The collapse of Silicon Valley Bank (SVB) resulted in losses of up to one million dollars (920,641 euros) in deposits a day before, as stated before the United States Senate by its former CEO, Gregory Baker, who, in addition, convicted. To tell the Federal Reserve (Fed) that interest rates will remain low.
“On March 9, 42,000 million dollars were withdrawn [38.667 millones de dólares] “Deposits in a Silicon Valley bank in ten hours, or about a million dollars per second,” Baker assured the US Senate, adding, “I don’t think any bank can survive a deposit flight of this magnitude.”
Furthermore, Baker blamed panic on social networks and the ‘flight’ of deposits on the Fed’s signal that inflation was temporary and that interest rates would continue to decrease as the real reason for the SVB’s disappearance.
Baker explained, “The Federal Reserve claimed at the time that interest rates would remain low and that inflation, which had begun to rise, would be transitory.” In contrast, this institution “launched itself at a 40-year rate of growth in only twelve months”.
However, it is known that from within the SVB, already in 2020, it was suggested to diversify assets and invest in short-term bonds as the entity’s deposits increased. Still, management continued to bet on longer-term bonds, something that increased SVB’s vulnerability when the Fed raised rates sharply to tame inflation arising from the post-pandemic economic recovery. And later, from the war. Ukraine.

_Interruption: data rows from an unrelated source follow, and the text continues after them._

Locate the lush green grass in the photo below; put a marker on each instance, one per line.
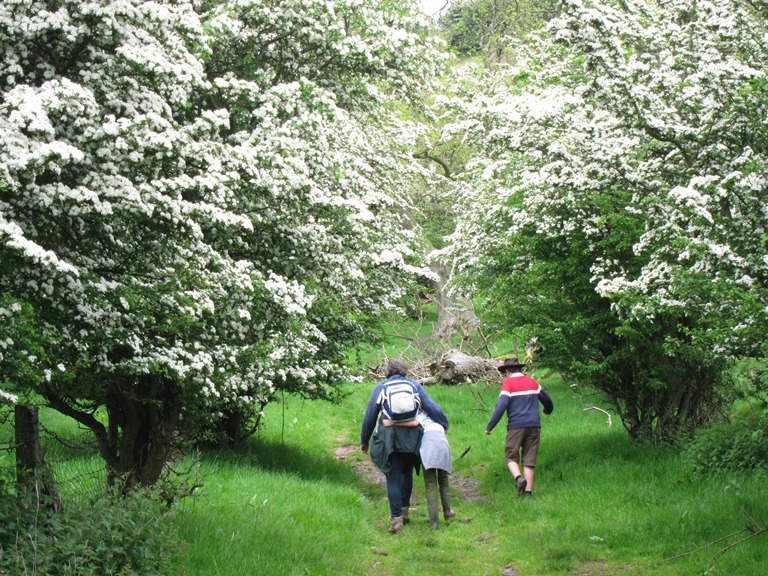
(285, 504)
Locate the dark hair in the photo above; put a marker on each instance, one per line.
(396, 367)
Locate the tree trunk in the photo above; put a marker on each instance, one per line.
(455, 314)
(456, 366)
(137, 442)
(31, 471)
(143, 422)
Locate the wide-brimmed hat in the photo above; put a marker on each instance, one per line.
(510, 363)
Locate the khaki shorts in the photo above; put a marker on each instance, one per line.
(525, 438)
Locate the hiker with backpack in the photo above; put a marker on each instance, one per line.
(395, 449)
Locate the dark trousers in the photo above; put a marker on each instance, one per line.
(400, 482)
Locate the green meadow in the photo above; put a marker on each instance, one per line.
(300, 498)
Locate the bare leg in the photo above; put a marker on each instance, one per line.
(528, 473)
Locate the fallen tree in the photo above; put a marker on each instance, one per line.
(455, 367)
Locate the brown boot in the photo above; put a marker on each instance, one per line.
(445, 497)
(395, 525)
(430, 483)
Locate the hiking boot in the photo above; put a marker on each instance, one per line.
(395, 525)
(521, 485)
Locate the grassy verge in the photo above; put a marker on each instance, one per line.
(286, 504)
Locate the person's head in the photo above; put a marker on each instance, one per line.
(396, 367)
(510, 366)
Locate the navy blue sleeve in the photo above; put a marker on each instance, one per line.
(433, 410)
(498, 412)
(546, 401)
(371, 416)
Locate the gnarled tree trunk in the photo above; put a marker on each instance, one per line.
(456, 366)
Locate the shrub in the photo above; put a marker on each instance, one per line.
(127, 536)
(739, 445)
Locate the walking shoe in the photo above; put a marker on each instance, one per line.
(521, 485)
(395, 525)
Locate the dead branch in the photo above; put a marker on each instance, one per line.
(754, 527)
(610, 422)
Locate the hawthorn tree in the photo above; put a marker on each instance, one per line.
(616, 211)
(200, 205)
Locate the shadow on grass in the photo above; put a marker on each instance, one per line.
(288, 459)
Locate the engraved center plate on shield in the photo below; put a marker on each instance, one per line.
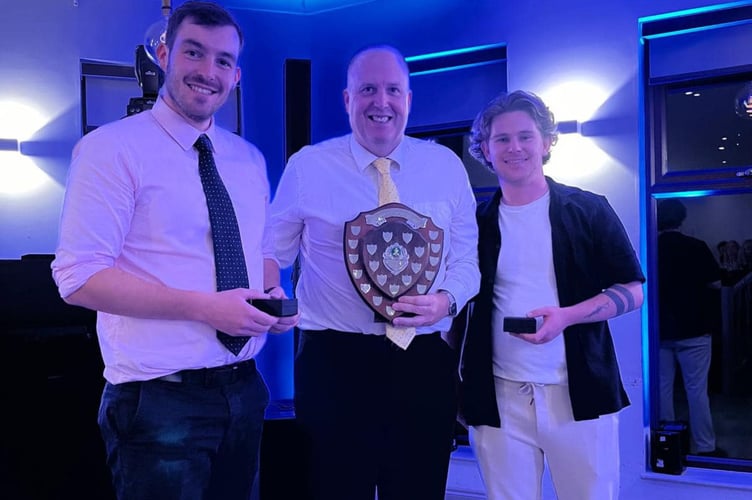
(392, 251)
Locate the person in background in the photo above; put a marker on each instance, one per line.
(375, 416)
(688, 282)
(560, 256)
(183, 405)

Tim Scott, the most senior Republican senator on the House Banking Inquiry Committee, asserted that “anybody who has paid attention to the growth of the economy over the last two years clearly realizes that the Federal Reserve will keep raising rates. The opinion is similar to that of the chairman of the commission, Democrat Sherrod Brown, who has assured that SVB was “very badly managed”.
Despite everything, Scott admitted that the regulators did not act correctly or on time, because “they fell asleep at the wheel.”
Federal Reserve Opinion
Two weeks ago, the Fed itself produced a report on the reasons for the collapse of the Baker-led entity and disclosed that SVB had 31 open warnings from regulators in some “essential areas”, such as governance, risk assessment, liquidity or Interest Risk Management when it collapsed in March.
In that document, the Fed denounced significant management failures on the part of the bank’s management and their inability to appreciate the risks assumed. However, the Fed also acknowledged that regulators failed to act in a timely manner despite the fact that SVB had 31 open alerts, “nearly three times as many as its peers.”
The Fed said at the time, “Necessary steps were not taken to ensure that SVB resolved these problems quickly.” “Observers failed to realize how serious their vulnerabilities had become as SVBs grew in size and complexity.”